CRAFT: Ice coffee in one hand, iPhone in the other, grad student Yoshiro Hinoki is fixated on slaying tiny cartoon monsters.
YOSHIRO HINOKI: (Through Translator) I like that you can play games whenever you have a few minutes, and, for just a little money, you get quick results. I like that feeling of achievement.
CRAFT: Hinoki is one of an estimated 40 million users - that's one out of every three Japanese - who have signed up to play games on their cell phones. Only about a third of these players are active, but that's enough to have ignited a mobile gaming juggernaut here over the last few years, dominated by a few Japanese startups.
Unlike the complex, intense and cinematic experience of sit-down video games, the cell phone variety is about as deep as a round of tic-tac-toe. Yet, consultant Serkan Toto says mobile gaming perfectly satisfies one of the most basic of human needs - killing those slices of time on the way to something else.
SERKAN TOTO: The majority of these games are designed in a way that they can be played in short bursts, in five minutes to 10 minute intervals, because most people don't like to use games on their mobile devices for extended gaming sessions.
CRAFT: All those minutes of play add up to huge revenues. Morgan Stanley predicts that by next year, the mobile gaming business could be worth more than $5 billion dollars - while old-school gaming companies like Nintendo, Sony and Sega, are in eclipse.
HINOKI: (Japanese spoken)
CRAFT: Like most players, Hinoki does his best to play for free, but as he shows me, this takes willpower. Without buying weapons and other virtual gear, games end in seconds and can't be restarted without a waiting period.
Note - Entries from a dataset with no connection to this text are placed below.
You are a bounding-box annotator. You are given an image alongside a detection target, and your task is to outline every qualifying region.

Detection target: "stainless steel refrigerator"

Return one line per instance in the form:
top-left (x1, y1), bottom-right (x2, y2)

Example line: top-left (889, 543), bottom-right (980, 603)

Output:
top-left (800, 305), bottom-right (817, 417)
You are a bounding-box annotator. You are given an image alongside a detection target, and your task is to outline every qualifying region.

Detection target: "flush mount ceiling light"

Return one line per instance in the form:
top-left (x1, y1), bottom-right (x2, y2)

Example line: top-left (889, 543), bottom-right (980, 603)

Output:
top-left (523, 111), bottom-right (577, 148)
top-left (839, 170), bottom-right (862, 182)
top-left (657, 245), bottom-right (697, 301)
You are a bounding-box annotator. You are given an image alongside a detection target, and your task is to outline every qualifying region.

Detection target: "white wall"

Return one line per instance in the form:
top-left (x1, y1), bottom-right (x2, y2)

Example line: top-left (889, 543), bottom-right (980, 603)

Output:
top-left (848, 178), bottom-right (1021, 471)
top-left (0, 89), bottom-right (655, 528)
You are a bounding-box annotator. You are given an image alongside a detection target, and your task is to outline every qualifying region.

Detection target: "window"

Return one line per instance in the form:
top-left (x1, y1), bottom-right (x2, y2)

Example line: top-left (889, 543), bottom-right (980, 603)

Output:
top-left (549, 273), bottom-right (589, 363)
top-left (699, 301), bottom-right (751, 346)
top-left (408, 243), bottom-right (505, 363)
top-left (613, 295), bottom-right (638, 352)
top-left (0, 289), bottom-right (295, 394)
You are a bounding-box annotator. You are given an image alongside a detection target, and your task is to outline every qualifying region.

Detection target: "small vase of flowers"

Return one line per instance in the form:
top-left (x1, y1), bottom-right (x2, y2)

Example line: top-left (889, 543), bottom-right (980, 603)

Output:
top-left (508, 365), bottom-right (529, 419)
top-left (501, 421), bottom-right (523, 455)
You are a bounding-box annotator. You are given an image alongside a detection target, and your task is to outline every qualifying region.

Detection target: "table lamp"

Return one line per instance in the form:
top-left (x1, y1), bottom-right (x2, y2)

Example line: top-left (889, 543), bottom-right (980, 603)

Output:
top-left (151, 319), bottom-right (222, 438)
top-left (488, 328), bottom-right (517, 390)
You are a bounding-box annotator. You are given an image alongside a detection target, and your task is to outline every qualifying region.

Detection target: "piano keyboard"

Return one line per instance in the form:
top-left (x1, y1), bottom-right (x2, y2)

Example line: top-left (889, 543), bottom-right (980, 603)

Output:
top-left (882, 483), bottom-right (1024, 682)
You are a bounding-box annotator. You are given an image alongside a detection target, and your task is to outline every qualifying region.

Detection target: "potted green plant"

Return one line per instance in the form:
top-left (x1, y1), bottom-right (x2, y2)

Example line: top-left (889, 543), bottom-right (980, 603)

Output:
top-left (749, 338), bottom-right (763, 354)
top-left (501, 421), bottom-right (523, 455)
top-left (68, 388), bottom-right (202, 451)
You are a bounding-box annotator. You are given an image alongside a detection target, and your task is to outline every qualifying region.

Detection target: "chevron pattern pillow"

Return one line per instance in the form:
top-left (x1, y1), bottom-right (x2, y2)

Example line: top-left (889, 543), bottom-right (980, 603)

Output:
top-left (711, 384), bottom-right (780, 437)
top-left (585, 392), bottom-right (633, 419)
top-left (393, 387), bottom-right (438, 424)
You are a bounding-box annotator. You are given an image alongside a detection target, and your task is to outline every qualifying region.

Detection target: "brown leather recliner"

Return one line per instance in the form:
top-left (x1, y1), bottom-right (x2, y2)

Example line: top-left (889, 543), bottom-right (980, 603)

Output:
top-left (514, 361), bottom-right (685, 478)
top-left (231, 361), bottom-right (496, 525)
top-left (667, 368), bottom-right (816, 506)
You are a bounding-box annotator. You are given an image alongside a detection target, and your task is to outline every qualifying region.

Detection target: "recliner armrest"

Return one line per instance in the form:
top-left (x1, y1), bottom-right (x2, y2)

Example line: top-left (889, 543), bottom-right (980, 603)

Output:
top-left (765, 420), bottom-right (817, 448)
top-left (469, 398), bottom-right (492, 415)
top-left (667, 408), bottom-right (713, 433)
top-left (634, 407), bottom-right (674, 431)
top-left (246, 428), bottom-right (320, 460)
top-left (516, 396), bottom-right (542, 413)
But there are enough hardcore gamers to generate windfall profits for gaming operators, some spending upwards of 6,000 dollars a month.
(SOUNDBITE OF MUSIC)
CRAFT: Even if you've never heard of "Fishing Star" or "Slam Dunk," it's almost impossible to escape the glitzy ads by gaming giants like Gree, which has made its 35-year-old founder, Yoshikazu Tanaka, Japan's youngest billionaire.
Critical to the success of mobile gaming in Japan is that almost all players are anonymous. Serkan Toto says the setup is tailor-made for the Japanese.
TOTO: My personal take is that this has something to do with the Japanese way of interacting, socially, in the real life, where, you know, direct confrontation or direct interaction with people is not usually the norm.
CRAFT: Businessman Takashi Taira spends two hours a day trading virtual collectible cards with people he'll never speak with or see.
TAKASHI TAIRA: (Through Translator) Most of the people I play with are near-total strangers. If they say they're 30, they might be 60 or even in grade school. If everyone is anonymous, then it doesn't matter if people lie.
CRAFT: Taira shows me his avatar, a cute tousled hair boy. It couldn't be less like the middle-aged man in a suit sitting before me.
TAIRA: (Through Translator) In gaming, you can become someone else. This is very appealing to the Japanese. I don't know about the other players, but as for me, when I play, I try to become that character.
CRAFT: Game companies took a hit this year, after regulators banned a lucrative practice that left children saddled with huge bills. But some analysts say this won't slow the companies, which have proven adroit, creating new ways of separating players from their money.
Meanwhile, Gree and Japanese rival DeNA are taking on the San Francisco-based Zynga and trying to replicate their success in the U.S. In the social gaming world it's, game on.
For NPR News, this is Lucy Craft in Tokyo.